Data flow vs Workflow

Hi @mdizzleforizzle,

We’ll have to clarify storing/accessing an object as a process variable. In a JavaDelegate implementation, you have the four API methods #setVariable, #setVariableLocal, #getVariable, and #getVariableLocal. Both set methods may override existing variables.

#setVariable sets a variable and attaches it to the top-most variable scope (for the exact semantics, see the docs link Rob provided).

#getVariable retrieves a variable from the closest variable scope in its parent hierarchy. I.e. it first checks if the current execution has the variable, if yes, then return it. If not, then look at the parent and so on.

#setVariableLocal sets a variable and attaches it to the Execution object that executes the service task. If that is the same execution that executes the next task, then you are able to access the variable there. If this is the case depends on the process model you have and in particular on whether task A is a scope. An activity becomes a scope for various reasons, for example because events can be received in its context (i.e. a boundary event is attached) or if it has a variable input/output mapping. For every activity that is a scope, the process engine creates an extra execution and destroys it (including attached variables) after the activity has finished. In that case, the parent of the scope execution is going to execute the next activity.

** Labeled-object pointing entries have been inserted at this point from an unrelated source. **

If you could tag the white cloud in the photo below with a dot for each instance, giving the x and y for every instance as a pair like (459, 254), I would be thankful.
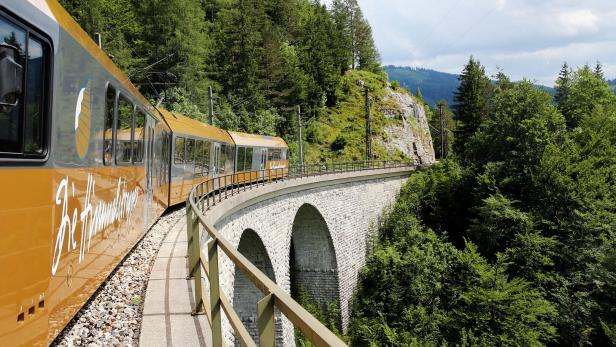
(527, 38)
(579, 21)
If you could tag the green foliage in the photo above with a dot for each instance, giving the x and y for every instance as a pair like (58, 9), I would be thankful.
(435, 85)
(537, 195)
(262, 58)
(585, 91)
(448, 128)
(338, 133)
(326, 313)
(470, 103)
(419, 289)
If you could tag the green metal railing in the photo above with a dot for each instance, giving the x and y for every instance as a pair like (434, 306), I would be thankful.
(215, 190)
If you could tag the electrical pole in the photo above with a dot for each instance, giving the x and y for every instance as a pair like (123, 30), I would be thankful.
(98, 38)
(440, 110)
(211, 100)
(299, 137)
(368, 125)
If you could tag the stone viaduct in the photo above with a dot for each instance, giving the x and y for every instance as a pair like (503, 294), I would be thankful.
(309, 233)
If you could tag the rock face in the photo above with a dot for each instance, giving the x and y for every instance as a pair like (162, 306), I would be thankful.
(411, 136)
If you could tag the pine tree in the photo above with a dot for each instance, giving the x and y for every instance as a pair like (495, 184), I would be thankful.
(599, 71)
(350, 21)
(563, 86)
(470, 103)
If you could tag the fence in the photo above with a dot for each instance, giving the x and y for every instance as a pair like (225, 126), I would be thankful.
(213, 191)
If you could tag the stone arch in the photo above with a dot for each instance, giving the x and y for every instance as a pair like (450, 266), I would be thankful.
(245, 294)
(313, 263)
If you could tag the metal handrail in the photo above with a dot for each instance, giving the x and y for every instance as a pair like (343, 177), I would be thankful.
(205, 195)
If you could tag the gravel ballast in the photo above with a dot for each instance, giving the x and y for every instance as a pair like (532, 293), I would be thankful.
(113, 315)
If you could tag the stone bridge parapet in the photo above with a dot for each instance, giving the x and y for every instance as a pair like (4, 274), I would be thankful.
(308, 233)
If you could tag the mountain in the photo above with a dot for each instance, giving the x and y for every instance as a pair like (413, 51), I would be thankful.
(399, 124)
(434, 85)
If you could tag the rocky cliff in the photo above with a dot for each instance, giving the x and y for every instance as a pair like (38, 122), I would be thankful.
(399, 124)
(409, 133)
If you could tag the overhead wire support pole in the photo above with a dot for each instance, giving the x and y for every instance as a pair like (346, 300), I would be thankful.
(440, 109)
(368, 125)
(299, 136)
(211, 102)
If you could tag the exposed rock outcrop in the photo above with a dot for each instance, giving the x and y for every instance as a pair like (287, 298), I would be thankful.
(408, 130)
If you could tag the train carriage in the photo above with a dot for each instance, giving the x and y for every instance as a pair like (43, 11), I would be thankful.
(199, 152)
(259, 157)
(87, 165)
(82, 169)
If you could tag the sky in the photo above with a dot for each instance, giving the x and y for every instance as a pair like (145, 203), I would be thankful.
(525, 38)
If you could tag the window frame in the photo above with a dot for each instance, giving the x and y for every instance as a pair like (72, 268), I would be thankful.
(116, 123)
(116, 92)
(175, 148)
(48, 48)
(139, 110)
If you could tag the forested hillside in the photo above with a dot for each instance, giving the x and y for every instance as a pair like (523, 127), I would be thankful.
(511, 240)
(434, 85)
(262, 57)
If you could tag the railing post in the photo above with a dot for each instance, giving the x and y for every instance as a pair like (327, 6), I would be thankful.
(189, 238)
(215, 313)
(196, 269)
(265, 318)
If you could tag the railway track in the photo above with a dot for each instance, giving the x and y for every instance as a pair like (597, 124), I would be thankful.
(113, 315)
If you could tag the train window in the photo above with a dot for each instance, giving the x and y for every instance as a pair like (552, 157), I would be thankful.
(248, 164)
(124, 131)
(108, 135)
(274, 154)
(230, 158)
(165, 149)
(241, 158)
(206, 158)
(190, 151)
(24, 70)
(199, 158)
(139, 136)
(179, 151)
(222, 160)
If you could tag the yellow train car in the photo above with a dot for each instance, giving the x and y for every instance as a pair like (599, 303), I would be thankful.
(199, 152)
(259, 157)
(83, 169)
(87, 166)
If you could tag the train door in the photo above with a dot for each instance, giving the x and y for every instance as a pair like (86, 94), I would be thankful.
(149, 167)
(263, 161)
(215, 162)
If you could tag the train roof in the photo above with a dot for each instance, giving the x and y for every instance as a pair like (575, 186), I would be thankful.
(183, 125)
(252, 140)
(53, 9)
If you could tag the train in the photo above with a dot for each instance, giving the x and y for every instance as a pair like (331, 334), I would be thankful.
(87, 166)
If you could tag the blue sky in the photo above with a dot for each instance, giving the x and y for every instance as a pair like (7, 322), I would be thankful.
(525, 38)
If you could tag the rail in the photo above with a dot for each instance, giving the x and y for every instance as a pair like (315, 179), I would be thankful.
(212, 191)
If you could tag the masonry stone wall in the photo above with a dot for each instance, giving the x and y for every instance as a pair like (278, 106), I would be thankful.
(348, 210)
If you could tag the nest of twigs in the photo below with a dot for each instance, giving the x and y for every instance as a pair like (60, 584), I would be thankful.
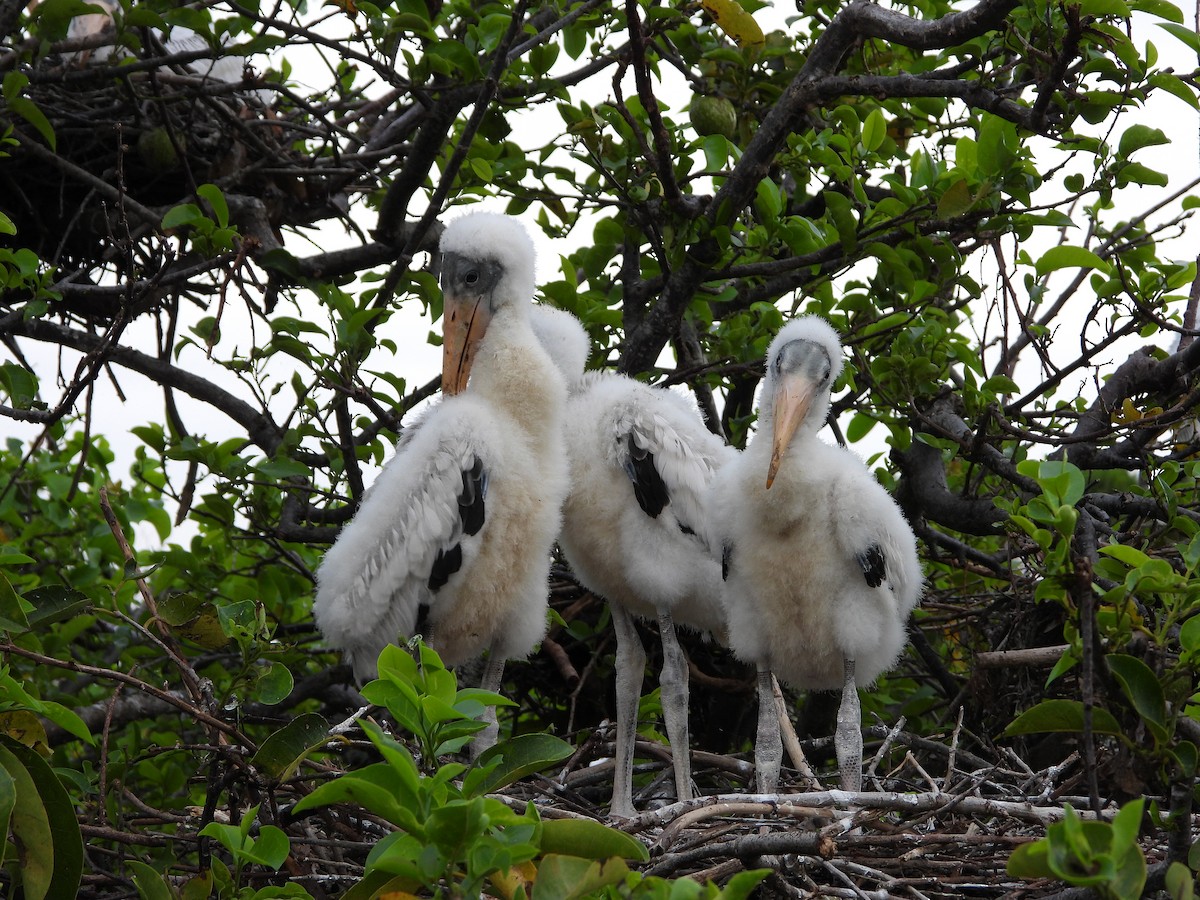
(135, 137)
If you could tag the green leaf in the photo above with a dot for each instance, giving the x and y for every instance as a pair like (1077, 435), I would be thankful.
(1185, 34)
(736, 22)
(216, 201)
(569, 877)
(1061, 715)
(1189, 635)
(45, 826)
(1159, 9)
(283, 750)
(875, 129)
(1143, 689)
(1030, 861)
(53, 604)
(1104, 7)
(591, 840)
(1127, 825)
(954, 201)
(269, 849)
(185, 214)
(12, 612)
(1135, 137)
(742, 885)
(275, 684)
(1067, 257)
(517, 757)
(149, 881)
(859, 427)
(1134, 173)
(1131, 556)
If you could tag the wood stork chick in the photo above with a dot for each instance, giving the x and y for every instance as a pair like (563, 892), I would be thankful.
(821, 567)
(641, 463)
(456, 532)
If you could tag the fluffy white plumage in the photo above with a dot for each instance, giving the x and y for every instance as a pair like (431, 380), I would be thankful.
(641, 463)
(222, 67)
(484, 475)
(822, 567)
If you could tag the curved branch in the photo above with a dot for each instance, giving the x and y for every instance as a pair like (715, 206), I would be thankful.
(811, 87)
(259, 427)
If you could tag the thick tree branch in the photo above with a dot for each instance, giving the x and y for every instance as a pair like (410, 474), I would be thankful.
(259, 427)
(923, 491)
(859, 19)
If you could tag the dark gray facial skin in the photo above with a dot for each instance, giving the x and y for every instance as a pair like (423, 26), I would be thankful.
(804, 358)
(471, 277)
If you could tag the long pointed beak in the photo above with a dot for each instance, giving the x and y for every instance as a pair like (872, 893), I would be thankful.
(465, 321)
(792, 402)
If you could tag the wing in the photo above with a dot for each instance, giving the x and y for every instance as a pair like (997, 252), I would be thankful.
(871, 527)
(663, 445)
(420, 523)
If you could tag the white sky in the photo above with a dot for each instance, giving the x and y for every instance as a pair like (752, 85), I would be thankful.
(418, 361)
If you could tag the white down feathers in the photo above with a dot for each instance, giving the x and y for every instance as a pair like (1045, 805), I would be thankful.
(797, 599)
(646, 564)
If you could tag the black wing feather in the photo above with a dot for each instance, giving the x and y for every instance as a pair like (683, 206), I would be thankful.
(649, 489)
(873, 564)
(471, 501)
(472, 513)
(448, 562)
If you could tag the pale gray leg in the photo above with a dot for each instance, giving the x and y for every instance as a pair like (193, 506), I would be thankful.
(849, 738)
(630, 670)
(493, 673)
(768, 748)
(673, 683)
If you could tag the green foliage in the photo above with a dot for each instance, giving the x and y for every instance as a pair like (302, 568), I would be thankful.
(1103, 856)
(449, 832)
(36, 814)
(985, 223)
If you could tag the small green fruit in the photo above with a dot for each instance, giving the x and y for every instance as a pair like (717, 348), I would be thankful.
(713, 115)
(157, 150)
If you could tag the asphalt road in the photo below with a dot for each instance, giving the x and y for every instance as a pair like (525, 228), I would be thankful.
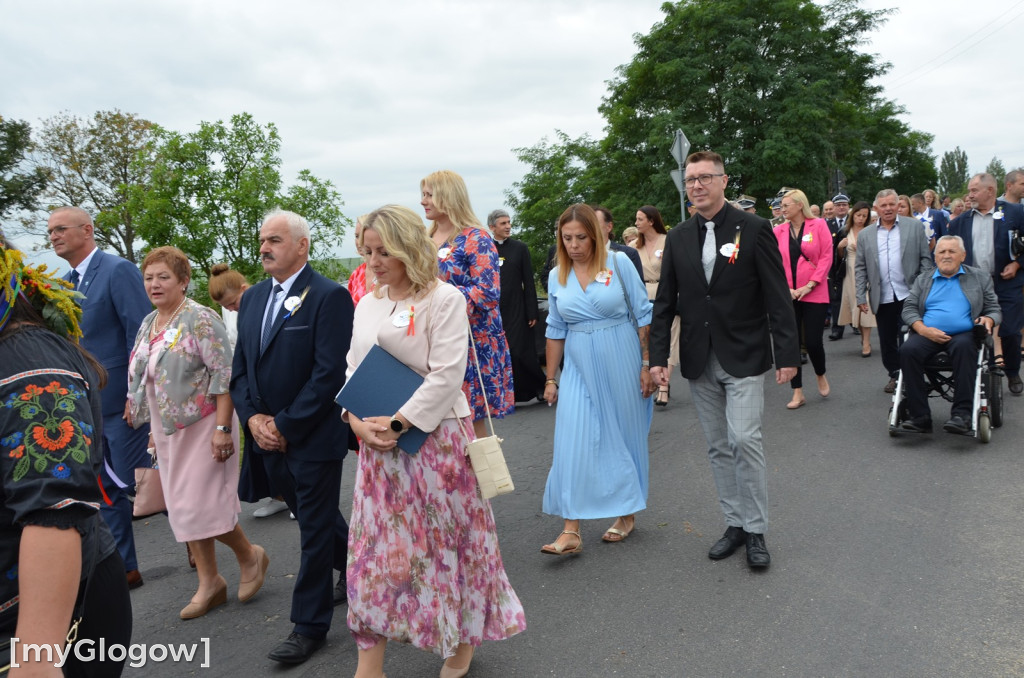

#getVariableLocal gets a variable without considering the parent hierarchy.

Since the considerations regarding #setVariableLocal deal with internal concepts that are not straight forward, I recommend to use #setVariable over #setVariableLocal if you do not need variables with the same name at the same time within a process instance. If you cannot use #setVariable, I suggest you post an example process model and code and we discuss that.